Running custom dbt models via Snowplow BDP

info

This documentation only applies to Snowplow BDP. See the feature comparison page for more information about the different Snowplow offerings.

Overview

If you are a Snowplow BDP customer, you can get started with configuring and deploying dbt projects as outlined in the steps below. For more information about setting up your dbt project you can look at the Snowplow dbt docs.

As an initial overview, in your snowplow-pipeline repository, your data models reside in the dbt directory. To start with, your GitHub repository will look like this (you may have additional folders based on your project e.g. dbt_packages or docs):

.
├── datamodeling
|   ├── datamodel-name
|       └── dbt
|           ├── analyses
|           ├── logs
|           ├── macros
|           └── models
|               └── my_custom_datamodel
|                   ├── model_name_1.sql
|                   └── model_name_2.sql
|           ├── seeds
|           ├── snapshots
|           ├── tests
|           ├── README.md
|           ├── dbt_project.yml
|           └── profiles.yml

Inside the datamodeling directory you can create the data models as subdirectories, giving them an appropriate name.
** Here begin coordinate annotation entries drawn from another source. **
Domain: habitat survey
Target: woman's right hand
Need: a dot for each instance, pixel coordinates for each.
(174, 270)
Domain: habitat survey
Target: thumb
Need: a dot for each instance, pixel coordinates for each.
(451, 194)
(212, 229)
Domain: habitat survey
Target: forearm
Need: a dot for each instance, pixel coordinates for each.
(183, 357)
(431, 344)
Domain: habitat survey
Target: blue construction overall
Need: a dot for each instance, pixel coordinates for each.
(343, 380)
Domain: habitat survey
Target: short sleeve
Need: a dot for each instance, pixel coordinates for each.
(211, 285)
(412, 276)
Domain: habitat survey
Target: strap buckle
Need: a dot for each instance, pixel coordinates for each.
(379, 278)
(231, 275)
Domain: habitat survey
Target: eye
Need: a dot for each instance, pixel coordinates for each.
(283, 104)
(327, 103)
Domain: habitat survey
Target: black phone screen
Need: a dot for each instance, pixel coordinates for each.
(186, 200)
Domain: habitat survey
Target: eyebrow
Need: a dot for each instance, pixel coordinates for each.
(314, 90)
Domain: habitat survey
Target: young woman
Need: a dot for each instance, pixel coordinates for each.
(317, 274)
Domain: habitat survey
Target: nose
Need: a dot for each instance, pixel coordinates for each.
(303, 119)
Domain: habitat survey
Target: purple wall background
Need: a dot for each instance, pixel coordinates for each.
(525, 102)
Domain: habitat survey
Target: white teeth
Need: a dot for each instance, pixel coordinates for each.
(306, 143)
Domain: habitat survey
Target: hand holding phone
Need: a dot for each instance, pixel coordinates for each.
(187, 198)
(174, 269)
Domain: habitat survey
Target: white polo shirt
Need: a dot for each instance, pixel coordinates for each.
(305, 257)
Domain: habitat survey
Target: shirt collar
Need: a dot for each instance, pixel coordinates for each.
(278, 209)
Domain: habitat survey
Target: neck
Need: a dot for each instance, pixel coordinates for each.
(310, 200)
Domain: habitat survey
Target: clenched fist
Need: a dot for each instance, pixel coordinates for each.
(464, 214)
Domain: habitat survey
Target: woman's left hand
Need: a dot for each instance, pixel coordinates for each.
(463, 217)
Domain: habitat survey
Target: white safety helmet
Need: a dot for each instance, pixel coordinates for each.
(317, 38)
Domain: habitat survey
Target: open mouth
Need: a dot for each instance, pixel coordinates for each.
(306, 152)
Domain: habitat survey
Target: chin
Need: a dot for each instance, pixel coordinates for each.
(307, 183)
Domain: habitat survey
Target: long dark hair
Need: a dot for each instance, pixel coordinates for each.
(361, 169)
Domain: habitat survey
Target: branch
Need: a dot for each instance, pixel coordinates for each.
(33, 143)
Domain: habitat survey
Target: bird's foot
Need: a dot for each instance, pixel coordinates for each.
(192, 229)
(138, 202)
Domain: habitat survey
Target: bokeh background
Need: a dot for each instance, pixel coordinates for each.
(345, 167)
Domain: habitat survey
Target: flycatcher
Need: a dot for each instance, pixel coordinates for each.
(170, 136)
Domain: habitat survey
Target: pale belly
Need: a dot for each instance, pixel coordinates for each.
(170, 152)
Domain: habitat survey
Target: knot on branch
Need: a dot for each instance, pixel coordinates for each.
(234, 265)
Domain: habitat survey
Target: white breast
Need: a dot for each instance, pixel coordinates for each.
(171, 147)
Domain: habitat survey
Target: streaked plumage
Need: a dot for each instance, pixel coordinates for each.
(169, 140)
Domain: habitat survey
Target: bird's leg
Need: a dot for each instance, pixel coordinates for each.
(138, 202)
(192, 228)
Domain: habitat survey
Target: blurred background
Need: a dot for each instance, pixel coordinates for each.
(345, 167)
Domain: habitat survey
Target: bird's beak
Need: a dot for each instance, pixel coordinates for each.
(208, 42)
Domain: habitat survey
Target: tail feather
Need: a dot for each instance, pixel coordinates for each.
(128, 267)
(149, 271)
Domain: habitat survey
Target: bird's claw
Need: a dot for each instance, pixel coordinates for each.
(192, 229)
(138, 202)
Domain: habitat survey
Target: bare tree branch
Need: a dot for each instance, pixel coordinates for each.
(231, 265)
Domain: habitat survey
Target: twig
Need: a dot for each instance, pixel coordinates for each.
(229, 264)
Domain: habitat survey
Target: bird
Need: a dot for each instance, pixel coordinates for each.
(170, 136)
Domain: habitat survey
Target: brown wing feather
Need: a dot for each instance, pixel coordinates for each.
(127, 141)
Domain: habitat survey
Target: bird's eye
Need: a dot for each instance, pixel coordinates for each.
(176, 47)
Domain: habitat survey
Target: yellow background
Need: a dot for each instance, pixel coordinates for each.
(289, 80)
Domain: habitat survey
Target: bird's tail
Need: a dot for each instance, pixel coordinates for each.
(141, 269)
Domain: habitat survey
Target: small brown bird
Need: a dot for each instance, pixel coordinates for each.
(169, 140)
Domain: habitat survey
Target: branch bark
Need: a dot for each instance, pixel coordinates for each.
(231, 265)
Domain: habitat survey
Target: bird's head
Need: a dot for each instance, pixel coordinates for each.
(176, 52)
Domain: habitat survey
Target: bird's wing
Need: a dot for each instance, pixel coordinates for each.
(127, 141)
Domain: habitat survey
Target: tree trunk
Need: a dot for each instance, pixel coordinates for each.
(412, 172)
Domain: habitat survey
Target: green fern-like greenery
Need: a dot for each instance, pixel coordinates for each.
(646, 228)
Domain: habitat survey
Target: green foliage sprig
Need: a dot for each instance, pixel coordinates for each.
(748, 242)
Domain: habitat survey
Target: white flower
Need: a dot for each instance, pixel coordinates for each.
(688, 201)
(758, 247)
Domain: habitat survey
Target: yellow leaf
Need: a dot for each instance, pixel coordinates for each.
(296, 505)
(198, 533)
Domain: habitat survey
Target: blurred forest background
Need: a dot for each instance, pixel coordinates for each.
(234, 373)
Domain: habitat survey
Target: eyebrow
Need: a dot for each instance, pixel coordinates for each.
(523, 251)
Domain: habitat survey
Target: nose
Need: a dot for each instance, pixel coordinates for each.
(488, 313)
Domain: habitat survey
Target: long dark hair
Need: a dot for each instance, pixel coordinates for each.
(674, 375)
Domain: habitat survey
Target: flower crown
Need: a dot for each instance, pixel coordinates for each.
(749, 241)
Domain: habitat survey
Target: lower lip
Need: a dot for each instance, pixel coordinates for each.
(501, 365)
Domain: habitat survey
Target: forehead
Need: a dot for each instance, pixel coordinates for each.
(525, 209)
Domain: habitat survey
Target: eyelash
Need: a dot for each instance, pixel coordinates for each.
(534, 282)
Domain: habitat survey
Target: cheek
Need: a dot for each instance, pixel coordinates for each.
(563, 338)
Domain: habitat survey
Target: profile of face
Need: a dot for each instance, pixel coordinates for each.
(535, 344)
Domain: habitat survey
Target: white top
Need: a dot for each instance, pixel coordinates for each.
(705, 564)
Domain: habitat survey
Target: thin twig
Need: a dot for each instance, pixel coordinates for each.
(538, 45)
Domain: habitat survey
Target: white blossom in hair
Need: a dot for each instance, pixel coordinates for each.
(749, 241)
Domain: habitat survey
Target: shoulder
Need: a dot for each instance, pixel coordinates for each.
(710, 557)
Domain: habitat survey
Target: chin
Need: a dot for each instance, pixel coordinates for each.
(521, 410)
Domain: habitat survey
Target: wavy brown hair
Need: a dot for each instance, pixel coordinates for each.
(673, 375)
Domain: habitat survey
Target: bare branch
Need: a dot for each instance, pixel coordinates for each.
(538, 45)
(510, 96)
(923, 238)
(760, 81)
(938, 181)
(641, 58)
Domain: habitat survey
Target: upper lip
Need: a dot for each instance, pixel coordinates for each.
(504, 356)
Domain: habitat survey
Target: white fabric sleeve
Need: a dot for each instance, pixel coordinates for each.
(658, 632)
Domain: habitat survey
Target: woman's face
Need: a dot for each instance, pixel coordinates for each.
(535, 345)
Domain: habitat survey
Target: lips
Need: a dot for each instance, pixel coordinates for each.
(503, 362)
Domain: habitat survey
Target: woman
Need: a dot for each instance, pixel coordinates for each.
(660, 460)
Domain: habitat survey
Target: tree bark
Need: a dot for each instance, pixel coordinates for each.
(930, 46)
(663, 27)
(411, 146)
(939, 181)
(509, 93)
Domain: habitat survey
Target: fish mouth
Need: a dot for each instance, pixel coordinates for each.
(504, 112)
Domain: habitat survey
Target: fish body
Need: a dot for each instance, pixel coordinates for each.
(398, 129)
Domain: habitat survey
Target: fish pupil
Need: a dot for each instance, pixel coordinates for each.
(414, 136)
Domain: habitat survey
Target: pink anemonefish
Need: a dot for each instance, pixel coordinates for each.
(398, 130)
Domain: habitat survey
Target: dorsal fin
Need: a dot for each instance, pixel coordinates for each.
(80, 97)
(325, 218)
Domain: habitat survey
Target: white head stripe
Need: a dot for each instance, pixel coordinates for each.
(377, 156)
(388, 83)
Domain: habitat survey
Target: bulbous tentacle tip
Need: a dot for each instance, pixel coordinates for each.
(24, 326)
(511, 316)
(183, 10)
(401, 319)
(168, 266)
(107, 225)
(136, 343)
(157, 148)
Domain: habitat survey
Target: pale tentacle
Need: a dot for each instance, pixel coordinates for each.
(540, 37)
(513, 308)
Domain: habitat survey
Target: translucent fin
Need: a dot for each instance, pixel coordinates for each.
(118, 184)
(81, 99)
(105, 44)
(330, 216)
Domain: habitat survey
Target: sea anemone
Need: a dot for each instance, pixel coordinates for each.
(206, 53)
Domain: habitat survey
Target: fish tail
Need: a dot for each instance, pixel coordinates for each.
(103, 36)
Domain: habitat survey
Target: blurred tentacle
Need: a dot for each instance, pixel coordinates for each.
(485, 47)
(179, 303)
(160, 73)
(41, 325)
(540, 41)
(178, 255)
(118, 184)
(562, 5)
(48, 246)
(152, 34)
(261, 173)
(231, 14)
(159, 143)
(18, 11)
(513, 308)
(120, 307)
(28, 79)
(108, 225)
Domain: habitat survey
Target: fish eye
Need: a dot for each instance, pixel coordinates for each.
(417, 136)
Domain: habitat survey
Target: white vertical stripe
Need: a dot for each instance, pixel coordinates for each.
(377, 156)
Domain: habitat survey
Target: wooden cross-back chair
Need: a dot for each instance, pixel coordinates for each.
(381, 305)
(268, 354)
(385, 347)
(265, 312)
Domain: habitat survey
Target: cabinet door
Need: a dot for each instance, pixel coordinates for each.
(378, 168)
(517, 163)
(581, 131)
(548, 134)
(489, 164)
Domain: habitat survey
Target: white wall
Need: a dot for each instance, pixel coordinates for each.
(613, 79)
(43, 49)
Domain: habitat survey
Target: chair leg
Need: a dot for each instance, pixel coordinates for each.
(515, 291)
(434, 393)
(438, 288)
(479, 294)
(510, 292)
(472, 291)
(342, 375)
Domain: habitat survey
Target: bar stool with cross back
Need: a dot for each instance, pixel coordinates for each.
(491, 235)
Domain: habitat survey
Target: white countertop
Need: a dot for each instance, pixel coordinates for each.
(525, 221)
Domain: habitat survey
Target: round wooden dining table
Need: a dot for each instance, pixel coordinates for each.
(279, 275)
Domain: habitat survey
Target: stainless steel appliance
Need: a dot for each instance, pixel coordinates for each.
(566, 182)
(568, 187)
The allowable characters for naming are a-z,0-9,-. Under this you must create a subdirectory named dbt

Each dbt subdirectory contains your dbt project folders, with the dbt_project.yml file at the top level of this folder. For further information about the structure of a dbt project see the dbt docs.

info

When the schedule kicks off, the data model configuration is loaded and validated. A corresponding data modeling DAG is autogenerated accordingly. This DAG will only contain 2 steps, a git clone cache and a dbt run command, dbt manages all model dependencies within the run command.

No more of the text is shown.